TKH: İstibdat rejiminin yolu katliamlarla döşenmiştir

"Tarih gericilerin kanlı sicilini yazmaktadır. Maraş katliamını da, yaşamdan koparılan işçi sınıfının önderlerini de, katledilen aydınlarımızı da unutmayacağız. Gericilerle kol kola girenleri de."

TKH: İstibdat rejiminin yolu katliamlarla döşenmiştir

Türkiye Komünist Hareketi (TKH) Maraş Katliamı dolayısıyla bir açıklama yayımladı. Açıklamada, “Bugün AKP iktidarı ile cisimleşen gerici istibdat rejiminin yolu ülkemizin son kırk yıllık tarihi içerisinde gerçekleştirilen katliamlar, suikastler ve darbe ile döşenmiştir. İşçi sınıfının bütün örgütleri dağıtılarak, sınıfın öncüleri katledilirken, Türk-İslam sentezi devletin resmi ideolojisi haline getirilmiş, gericilik pompalanmış, tarikat ve cemaatlerin önü açılmıştır.” denildi.

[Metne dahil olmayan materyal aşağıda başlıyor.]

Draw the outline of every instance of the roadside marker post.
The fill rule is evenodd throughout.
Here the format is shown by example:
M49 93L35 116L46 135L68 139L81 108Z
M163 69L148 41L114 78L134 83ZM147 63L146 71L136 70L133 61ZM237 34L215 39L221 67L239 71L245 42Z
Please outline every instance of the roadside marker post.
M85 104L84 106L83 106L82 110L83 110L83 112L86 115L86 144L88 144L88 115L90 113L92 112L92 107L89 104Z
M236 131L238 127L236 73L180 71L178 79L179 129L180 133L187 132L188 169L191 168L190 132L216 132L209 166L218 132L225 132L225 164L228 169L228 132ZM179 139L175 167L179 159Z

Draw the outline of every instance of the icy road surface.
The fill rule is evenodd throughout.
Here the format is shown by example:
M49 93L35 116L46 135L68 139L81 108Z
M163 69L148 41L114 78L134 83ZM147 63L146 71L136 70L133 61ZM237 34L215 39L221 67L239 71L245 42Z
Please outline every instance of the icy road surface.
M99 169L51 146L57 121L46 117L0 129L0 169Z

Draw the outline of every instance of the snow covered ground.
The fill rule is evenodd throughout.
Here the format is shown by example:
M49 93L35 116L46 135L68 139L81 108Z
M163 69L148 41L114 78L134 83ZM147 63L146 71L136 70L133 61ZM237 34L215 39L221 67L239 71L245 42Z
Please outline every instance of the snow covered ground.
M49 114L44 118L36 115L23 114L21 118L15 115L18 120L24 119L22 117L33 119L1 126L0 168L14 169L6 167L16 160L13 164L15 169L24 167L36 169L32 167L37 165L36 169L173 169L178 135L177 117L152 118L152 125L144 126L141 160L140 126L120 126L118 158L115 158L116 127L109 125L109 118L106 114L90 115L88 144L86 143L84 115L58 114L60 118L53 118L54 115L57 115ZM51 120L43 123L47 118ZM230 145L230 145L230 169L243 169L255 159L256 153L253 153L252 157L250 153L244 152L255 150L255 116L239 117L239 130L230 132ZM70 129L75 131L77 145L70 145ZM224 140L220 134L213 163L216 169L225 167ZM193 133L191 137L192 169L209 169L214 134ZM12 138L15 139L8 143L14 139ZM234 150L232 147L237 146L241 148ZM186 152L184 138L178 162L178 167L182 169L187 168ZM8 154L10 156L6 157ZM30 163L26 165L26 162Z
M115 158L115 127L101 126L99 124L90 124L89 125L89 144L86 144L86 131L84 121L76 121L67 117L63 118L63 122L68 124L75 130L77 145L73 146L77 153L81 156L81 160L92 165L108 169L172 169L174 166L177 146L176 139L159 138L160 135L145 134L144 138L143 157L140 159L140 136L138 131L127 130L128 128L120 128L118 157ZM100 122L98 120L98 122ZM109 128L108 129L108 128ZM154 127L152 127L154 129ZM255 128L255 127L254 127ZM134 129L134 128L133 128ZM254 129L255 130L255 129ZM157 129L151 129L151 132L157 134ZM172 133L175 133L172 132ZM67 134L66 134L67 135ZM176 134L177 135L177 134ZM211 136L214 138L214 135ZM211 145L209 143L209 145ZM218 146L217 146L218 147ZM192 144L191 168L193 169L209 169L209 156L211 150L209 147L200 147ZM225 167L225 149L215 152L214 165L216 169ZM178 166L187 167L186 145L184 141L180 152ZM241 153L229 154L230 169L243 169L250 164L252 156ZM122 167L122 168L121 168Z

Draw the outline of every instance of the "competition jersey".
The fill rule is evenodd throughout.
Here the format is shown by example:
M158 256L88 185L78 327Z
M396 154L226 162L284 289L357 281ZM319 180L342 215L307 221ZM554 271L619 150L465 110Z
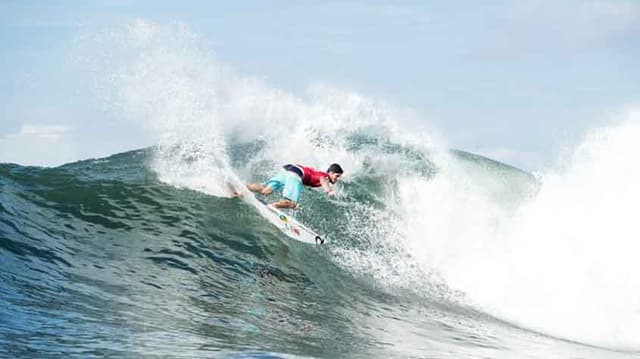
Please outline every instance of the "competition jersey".
M302 184L311 187L320 187L322 184L320 183L320 178L329 177L326 172L318 171L315 168L305 167L301 165L296 165L296 167L302 170Z

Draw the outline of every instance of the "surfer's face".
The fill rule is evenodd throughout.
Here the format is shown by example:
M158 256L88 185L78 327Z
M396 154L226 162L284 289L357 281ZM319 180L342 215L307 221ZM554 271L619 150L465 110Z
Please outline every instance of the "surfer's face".
M342 173L335 173L335 172L329 172L327 174L329 175L329 182L331 183L338 182L338 179L340 179L340 177L342 176Z

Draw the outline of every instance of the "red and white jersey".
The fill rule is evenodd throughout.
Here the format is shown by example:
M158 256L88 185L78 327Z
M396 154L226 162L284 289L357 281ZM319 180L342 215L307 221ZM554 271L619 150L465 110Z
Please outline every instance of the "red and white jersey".
M306 186L320 187L322 186L322 184L320 183L320 179L322 177L329 177L326 172L318 171L315 168L305 167L301 165L296 166L302 169L302 173L304 173L304 175L302 176L302 184Z

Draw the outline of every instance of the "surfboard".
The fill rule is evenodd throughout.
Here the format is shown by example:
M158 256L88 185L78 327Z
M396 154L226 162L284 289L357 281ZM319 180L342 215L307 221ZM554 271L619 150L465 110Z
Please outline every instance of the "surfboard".
M235 188L240 187L234 186L231 183L228 183L228 186L233 193L241 194L241 197L246 202L256 207L258 212L264 218L266 218L274 226L278 227L278 229L287 237L309 244L325 244L327 242L323 236L309 229L307 226L300 223L292 216L258 200L253 193L246 190L238 191Z
M278 227L282 233L291 239L295 239L300 242L310 244L324 244L325 239L323 236L312 231L304 224L298 222L295 218L287 215L279 209L259 202L266 211L262 212L262 215L271 222L274 226Z

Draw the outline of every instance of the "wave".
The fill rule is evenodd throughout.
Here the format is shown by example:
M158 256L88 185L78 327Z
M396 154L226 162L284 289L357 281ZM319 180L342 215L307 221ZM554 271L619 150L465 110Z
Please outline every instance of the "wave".
M309 356L516 345L477 326L524 336L521 352L549 354L531 330L640 347L636 115L534 177L449 150L383 101L329 86L296 97L238 75L184 26L139 20L77 51L104 104L158 144L57 168L1 165L5 338L56 337L55 318L58 338L89 332L129 353L211 338L216 350ZM345 168L337 199L306 191L295 212L331 246L289 244L226 198L227 182L287 162Z

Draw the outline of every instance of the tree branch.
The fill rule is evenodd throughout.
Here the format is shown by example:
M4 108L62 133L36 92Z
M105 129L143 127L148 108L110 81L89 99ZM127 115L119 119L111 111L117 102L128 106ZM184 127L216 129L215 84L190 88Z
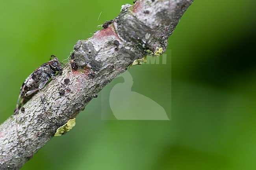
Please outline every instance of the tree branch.
M78 41L59 81L70 82L65 93L58 81L42 90L47 114L39 94L18 114L0 126L0 169L18 170L54 136L56 130L75 118L96 95L132 64L144 56L158 57L166 49L168 38L193 0L140 0L122 6L113 21L103 25L90 38ZM112 23L113 22L113 23ZM134 62L135 61L135 62ZM71 66L72 69L71 68ZM64 93L64 94L63 94Z

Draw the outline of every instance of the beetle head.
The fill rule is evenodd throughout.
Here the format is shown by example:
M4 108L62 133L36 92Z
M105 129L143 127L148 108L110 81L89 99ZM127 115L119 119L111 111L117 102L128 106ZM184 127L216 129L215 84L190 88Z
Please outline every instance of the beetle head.
M52 57L53 56L52 56ZM63 70L63 67L61 65L58 58L54 56L54 58L52 60L50 61L50 64L49 64L50 68L53 71L60 71Z

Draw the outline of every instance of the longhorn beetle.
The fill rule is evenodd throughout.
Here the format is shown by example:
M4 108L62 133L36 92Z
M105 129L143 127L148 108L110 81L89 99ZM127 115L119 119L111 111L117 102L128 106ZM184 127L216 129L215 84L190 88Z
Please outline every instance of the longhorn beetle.
M50 78L53 79L56 79L54 76L56 73L56 71L62 71L63 70L61 64L59 61L58 58L53 55L52 55L51 57L53 58L53 59L43 64L38 68L37 68L28 76L22 84L20 87L20 95L18 98L16 108L15 110L14 115L18 114L19 110L22 104L24 103L24 104L26 103L26 99L29 99L30 97L31 97L37 90L40 93L40 97L44 110L46 112L44 103L44 100L41 94L41 90L48 82ZM61 83L61 84L65 86L63 83ZM21 98L21 100L20 102L20 98ZM16 122L17 123L16 130L18 137L19 139L18 134L17 119L17 116L16 115Z

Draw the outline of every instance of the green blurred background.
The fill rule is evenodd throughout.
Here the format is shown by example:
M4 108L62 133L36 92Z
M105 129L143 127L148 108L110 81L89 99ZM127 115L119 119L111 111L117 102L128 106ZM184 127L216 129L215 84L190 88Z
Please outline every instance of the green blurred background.
M52 54L66 58L78 40L127 3L1 1L0 122L12 114L35 68ZM171 94L171 120L102 120L101 94L114 80L70 132L21 169L256 169L255 6L255 0L195 0L169 38L167 64L129 70L132 90L161 105L170 119Z

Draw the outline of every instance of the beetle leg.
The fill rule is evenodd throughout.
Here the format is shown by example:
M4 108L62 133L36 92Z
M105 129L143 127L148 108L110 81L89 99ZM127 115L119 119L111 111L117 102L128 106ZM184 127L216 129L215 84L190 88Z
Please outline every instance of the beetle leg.
M41 89L42 89L44 87L45 87L45 84L48 82L48 80L41 83L39 85L39 86L38 87L38 91L39 91L39 93L40 94L40 98L41 99L41 102L42 102L42 104L43 104L43 107L44 109L44 111L45 113L47 113L46 112L46 109L45 109L45 102L44 102L44 99L43 97L43 95L42 95L42 93L41 93Z

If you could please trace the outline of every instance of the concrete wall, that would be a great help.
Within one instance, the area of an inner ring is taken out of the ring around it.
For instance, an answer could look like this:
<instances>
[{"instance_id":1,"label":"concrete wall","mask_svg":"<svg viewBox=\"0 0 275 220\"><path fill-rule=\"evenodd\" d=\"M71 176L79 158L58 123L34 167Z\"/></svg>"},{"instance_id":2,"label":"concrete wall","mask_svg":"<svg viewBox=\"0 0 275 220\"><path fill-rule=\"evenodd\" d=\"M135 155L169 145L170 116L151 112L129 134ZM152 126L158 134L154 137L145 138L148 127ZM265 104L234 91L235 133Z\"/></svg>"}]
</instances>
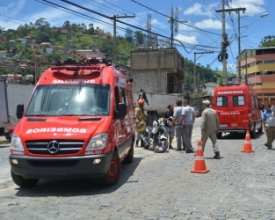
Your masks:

“İstibdat rejiminin yolu katliamlarla döşenmiştir: Maraş katliamını unutmadık” başlığıyla yayımlanan açıklamada şu ifadeler yer aldı:

“Maraş’ta 44 yıl önce yaşanan ve günlerce süren katliam ülkemizin karanlığa sürüklendiği sürecin en kritik halkalarından biridir.

İşçi sınıfının 1960’lı yıllarla birlikte yükselen örgütlü mücadelesi sermaye iktidarının korkulu rüyası haline gelmiş, sol düşünceyi ve sınıf siyasetini sindirmek için katliamlara, siyasi cinayetlere başvurulmuştur.

Çorum, Malatya, Bahçelievler, 16 Mart Beyazıt katliamı ile yürütülen bu karanlık süreç, Maraş Katliamı ile devam etmiş ve 12 Eylül faşist darbesinin önü açılmıştır.

12 Eylül darbesi, 24 Ocak kararları olarak bilinen, sermayenin sınırsız sömürüsünün önündeki bütün engelleri ortadan kaldıran kararların uygulanmasını sağlamış, işçilerin kazanımları tek tek törpülenmiştir.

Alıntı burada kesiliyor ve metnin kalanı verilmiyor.